CEDAR RAPIDS, IOWA, U.S.  – The organic grain fraud scandal continues as a fifth farmer, John Burton of Clarksdale, Missouri, U.S., plead guilty on May 10 to conspiracy to commit wire fraud.

According to the U.S. Attorney’s Office for the Northern District of Iowa, Burton was convicted of one count of conspiracy to commit wire fraud.  As part of the conspiracy, he admitted that grain grown on non-organic fields was marketed and sold as organic and that unapproved substances were used on fields certified as organic.

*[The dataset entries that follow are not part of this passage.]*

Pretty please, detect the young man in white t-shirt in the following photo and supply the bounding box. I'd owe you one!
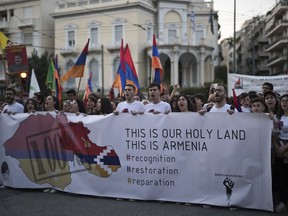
[145,83,171,114]
[2,88,24,114]
[114,84,145,115]
[209,83,238,115]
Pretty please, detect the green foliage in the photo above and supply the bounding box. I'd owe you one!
[28,50,53,95]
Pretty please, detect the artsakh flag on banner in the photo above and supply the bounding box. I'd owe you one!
[112,39,126,95]
[124,44,140,94]
[45,59,55,90]
[29,68,40,98]
[152,35,163,84]
[54,55,63,104]
[61,39,90,82]
[83,72,93,105]
[232,89,242,112]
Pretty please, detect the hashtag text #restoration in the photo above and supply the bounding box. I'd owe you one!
[127,166,179,175]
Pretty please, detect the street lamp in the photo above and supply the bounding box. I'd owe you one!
[20,72,27,79]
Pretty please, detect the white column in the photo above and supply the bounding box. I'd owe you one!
[171,46,179,85]
[198,47,205,86]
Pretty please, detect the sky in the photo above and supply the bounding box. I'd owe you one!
[214,0,276,41]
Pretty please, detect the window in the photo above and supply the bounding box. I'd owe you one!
[90,28,99,47]
[195,30,204,45]
[168,29,177,43]
[114,25,123,44]
[23,7,32,19]
[67,30,75,47]
[23,32,33,45]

Burton’s plea is related to Randy Constant’s plea from December 20, 2018, when Constant from Chillicothe, Missouri, pled guilty to an organic grain fraud scheme involving at least $142 million in grain sales with the vast majority of those sales being fraudulent.  Constant made many of those sales through a brokerage that he owned and operated out of Ossian, Iowa, known as Jericho Solutions. 

In other related matters, the U.S. Attorney’s office of Northern District Iowa said three farmers from Nebraska previously pled guilty to fraud involving the sale of grain fraudulently marketed as organic – Tom Brennan; James Brennan; and Mike Potter – all from Overton, Nebraska.

Sentencing for Constant, Brennan, Brennan, and Potter is scheduled for August 16, 2019, before United States District Court Judge C.J. Williams, at the United States Courthouse in Cedar Rapids. 

Burton’s sentencing will be set after a presentence report is prepared.  Burton remains free on bond previously set.  Burton faces a possible maximum sentence of 5 years’ imprisonment, a fine of at least $250,000, and 3 years of supervised release following any imprisonment.